Projeto que trata da reforma administrativa do Estado é aprovado na CCJ Matéria recebeu pedido de vista na Comissão de Finanças, que aprovou proposição que trata da transformação da Copel em corporação.

23/11/2022 12h01 | por Rafael Guareski e Thiago Alonso
Comissões se reuniram na manhã desta quarta-feira (23).

Comissões se reuniram na manhã desta quarta-feira (23).Créditos: Orlando Kissner/Alep

Comissões se reuniram na manhã desta quarta-feira (23).

A Comissão de Constituição e Justiça (CCJ) da Assembleia Legislativa do Paraná aprovou em reunião extraordinária nesta quarta-feira (23) o projeto de lei 497/2022, que promove a reorganização da estrutura administrativa do Estado para a gestão de 2023-2026. A matéria, que recebeu voto contrário da deputada Cristina Silvestri (PSDB) e dos deputados Márcio Pacheco (Republicanos) e Tadeu Veneri (PT).  Já na reunião da Comissão de Finanças, a discussão da matéria foi adiada após receber um pedido de vista do deputado Arilson Chiorato (PT).

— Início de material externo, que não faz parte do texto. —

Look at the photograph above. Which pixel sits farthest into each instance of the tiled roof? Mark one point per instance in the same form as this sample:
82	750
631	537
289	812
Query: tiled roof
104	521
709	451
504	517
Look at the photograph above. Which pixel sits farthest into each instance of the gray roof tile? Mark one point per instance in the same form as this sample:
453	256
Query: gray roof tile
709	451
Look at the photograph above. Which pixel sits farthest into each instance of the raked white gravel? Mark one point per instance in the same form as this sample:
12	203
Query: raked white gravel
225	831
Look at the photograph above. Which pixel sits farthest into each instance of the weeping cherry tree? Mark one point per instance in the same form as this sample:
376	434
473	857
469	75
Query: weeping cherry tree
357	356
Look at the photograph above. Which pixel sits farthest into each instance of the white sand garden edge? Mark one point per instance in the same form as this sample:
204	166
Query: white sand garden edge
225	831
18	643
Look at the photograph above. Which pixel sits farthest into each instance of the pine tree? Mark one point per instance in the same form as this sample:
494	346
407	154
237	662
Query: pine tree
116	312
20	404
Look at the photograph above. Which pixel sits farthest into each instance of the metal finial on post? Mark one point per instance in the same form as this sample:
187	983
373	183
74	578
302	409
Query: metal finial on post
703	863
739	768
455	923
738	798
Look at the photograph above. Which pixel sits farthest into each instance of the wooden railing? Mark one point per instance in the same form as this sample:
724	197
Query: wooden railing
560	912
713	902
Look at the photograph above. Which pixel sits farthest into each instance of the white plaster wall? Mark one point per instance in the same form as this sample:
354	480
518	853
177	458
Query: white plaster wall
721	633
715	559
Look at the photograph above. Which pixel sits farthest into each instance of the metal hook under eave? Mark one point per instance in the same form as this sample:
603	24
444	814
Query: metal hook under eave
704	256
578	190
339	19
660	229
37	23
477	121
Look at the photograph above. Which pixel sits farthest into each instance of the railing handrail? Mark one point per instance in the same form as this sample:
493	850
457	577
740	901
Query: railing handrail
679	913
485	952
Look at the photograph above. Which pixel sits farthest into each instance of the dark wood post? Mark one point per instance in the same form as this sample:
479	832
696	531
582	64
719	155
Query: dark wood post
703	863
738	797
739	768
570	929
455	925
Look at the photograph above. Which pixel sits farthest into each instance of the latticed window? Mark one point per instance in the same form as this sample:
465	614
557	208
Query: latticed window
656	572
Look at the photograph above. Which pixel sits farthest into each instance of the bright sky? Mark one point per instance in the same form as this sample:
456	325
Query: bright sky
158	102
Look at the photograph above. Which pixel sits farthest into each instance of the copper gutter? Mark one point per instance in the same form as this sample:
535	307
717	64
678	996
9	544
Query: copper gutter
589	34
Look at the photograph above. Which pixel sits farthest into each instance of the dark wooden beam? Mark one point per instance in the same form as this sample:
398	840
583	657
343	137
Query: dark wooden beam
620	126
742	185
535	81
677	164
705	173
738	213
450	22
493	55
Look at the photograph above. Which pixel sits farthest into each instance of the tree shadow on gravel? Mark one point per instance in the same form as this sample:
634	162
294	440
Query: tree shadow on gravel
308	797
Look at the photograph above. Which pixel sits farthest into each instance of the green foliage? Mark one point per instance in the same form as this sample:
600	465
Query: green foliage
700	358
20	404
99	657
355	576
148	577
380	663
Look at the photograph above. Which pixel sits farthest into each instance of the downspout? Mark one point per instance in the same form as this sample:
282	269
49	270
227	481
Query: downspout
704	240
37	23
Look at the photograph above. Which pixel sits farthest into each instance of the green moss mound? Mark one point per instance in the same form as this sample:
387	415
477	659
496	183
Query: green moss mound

O texto propõe a criação de nove secretarias, desmembradas a partir da estrutura atual, e de cargos equivalentes para o gerenciamento das novas políticas públicas. As novas secretarias, de acordo com a matéria, serão Justiça e Cidadania; Ação Social e Família; Mulher e Igualdade Racial; Cultura; Esporte; Turismo; Ciência, Tecnologia e Ensino Superior; Indústria, Comércio e Serviços; Trabalho, Qualificação e Renda; e Inovação, Modernização e Transformação Digital.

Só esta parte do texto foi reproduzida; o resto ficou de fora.